If the state of your current assets isn’t exactly healthy then you could experience setbacks down the road. You need to strengthen that asset position, thereby enabling you to more effectively handle whatever comes your way.
A Few Examples of Current Assets
As noted, an asset is cash or that which could theoretically be converted to cash in a year, and it is also defined as that which is strictly owned by the business. Some examples of current assets are:
- Accounts receivable
- Certain investments
- Office supplies
- Prepaid expenses such as rent
- Raw material
- Finished product
- Liquid assets
Again, to understand whether or not it is a current asset, you need to figure out how long it would take to liquidate the asset in question—this must generally fall within a year.
Calculating Your Current Assets
In order to calculate all current assets of the business, you first need to ask: does the business own it? Does it have value? And can it be converted to cash or consumed within 12 months? If it falls within this category, then it should definitely be part of your total current assets. Start by creating a list of everything you can think of. Once you have this list organized then you need to start adding things up.
Below is a simple example of how your current asset balance sheet might look.
- Cash $65,000
- Securities $40,000
- Investments $10,000
- Accounts Receivable $25,000
- Prepaid Expenses $10,000
- Inventory, materials, and Finished Goods $52,000
- Office Supplies $22,000
- Liquid Assets $12,000
= $236,000 in Total Current Assets
What to Do with Current Asset Information
Upon calculating the data regarding your current assets, you can then use it to understand more about the financial state of your business. For instance, networking capital is the current asset minus current liabilities. Such liabilities are those which need to be paid within 12 months. So things such as short term debt and accounts payable for example are considered current liabilities. Your net working capital is a good indicator of your liquidity.
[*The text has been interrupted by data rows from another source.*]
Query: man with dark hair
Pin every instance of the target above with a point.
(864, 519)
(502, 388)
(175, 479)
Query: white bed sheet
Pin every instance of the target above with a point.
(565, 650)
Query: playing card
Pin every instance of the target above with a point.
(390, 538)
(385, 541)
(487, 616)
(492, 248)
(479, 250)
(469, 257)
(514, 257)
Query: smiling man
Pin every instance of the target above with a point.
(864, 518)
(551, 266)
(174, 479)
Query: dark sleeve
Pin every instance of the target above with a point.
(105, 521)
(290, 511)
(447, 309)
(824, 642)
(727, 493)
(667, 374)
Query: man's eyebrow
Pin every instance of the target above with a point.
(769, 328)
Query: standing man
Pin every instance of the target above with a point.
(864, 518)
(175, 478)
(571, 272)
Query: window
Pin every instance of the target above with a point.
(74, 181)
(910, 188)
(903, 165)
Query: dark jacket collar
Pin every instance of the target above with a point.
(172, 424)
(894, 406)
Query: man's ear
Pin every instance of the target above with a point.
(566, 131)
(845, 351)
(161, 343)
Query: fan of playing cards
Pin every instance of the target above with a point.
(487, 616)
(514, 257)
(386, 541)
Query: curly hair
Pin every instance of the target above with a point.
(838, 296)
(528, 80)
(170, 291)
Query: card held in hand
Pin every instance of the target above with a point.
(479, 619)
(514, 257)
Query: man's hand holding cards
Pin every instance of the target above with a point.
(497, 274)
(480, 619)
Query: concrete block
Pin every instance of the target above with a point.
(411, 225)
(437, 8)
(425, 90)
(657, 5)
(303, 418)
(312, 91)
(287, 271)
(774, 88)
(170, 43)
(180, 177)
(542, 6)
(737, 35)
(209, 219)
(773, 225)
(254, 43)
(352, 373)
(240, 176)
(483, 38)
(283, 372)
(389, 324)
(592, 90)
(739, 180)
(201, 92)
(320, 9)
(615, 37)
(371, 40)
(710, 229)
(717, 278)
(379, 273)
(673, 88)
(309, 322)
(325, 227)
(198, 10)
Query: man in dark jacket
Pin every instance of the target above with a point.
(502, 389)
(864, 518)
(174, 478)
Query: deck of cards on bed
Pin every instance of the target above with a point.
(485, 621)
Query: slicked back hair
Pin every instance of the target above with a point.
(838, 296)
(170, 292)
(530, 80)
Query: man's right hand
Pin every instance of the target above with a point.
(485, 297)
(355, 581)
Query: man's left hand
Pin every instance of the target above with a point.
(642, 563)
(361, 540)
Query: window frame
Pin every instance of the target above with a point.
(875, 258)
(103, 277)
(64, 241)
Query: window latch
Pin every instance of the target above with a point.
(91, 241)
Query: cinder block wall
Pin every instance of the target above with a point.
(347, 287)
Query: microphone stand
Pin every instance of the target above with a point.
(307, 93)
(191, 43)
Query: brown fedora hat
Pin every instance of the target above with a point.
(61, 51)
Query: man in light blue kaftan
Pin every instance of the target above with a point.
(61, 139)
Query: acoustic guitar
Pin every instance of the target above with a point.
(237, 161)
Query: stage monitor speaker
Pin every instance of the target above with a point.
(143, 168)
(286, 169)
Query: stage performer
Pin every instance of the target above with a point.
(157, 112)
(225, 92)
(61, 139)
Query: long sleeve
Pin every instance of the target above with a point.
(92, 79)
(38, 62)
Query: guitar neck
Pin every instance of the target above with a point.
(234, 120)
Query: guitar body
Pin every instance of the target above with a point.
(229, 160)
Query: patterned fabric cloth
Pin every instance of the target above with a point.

Your Current Ratio is figured by dividing current assets by current liabilities. Again, this goes toward understanding more about how liquid the business is. If your current ratio is less than 1.0 this could indicate a financial problem within the company. A ratio of 1.2-2.0 is ideal suggesting that on a monthly basis your company is stable and not likely to fall behind. Too high a current ratio though could mean that it’s time to start reinvesting revenue.
Then you have the Average Current Assets formula. This represents the mean value of current assets over a period of two years or longer. The calculation looks like this:
(Total current assets for a prior 12-month period) + Total current assets for most recent 12 month period) / 2
This number can be used to help the budget and essentially plan for the future of the business.
Strengthening the Position of Your Current Assets
Getting the numbers together is the start—what do you do with them from there? By understanding where your current ration stands or where your networking capital happens to be you can revisit your monthly budget and see where you need to improve. As you start working toward strengthening that asset position, you should see results in the form of more assets.
Below are a few of the steps that you can take to help the company improve its position:
- Collect outstanding invoices. Leaving unpaid invoices on the table for over sixty days, for example, is hurting the company. Let customers know your policy right off the bat—they will be more apt to respect it and subsequently pay on time.
- Borrow responsibly. Taking out business loans is certainly fine, however, make sure you’re not overextending yourself. Do not borrow more than what you actually need.
- Liquidate that which you no longer use. Is inventory just sitting there? This is basically wasting money that could be used for other things.
- Make smart investments choices.
The bottom line is you want a firm handle on where you stand financially speaking. The more you know about what your business is worth, the better prepared you are to make smart decisions not just about the “now” but about the company’s future as well. Those businesses that thrive, that manage to grow and prosper are the ones that gather all of the information, those that work the numbers and understand the formulas. So where does your company stand?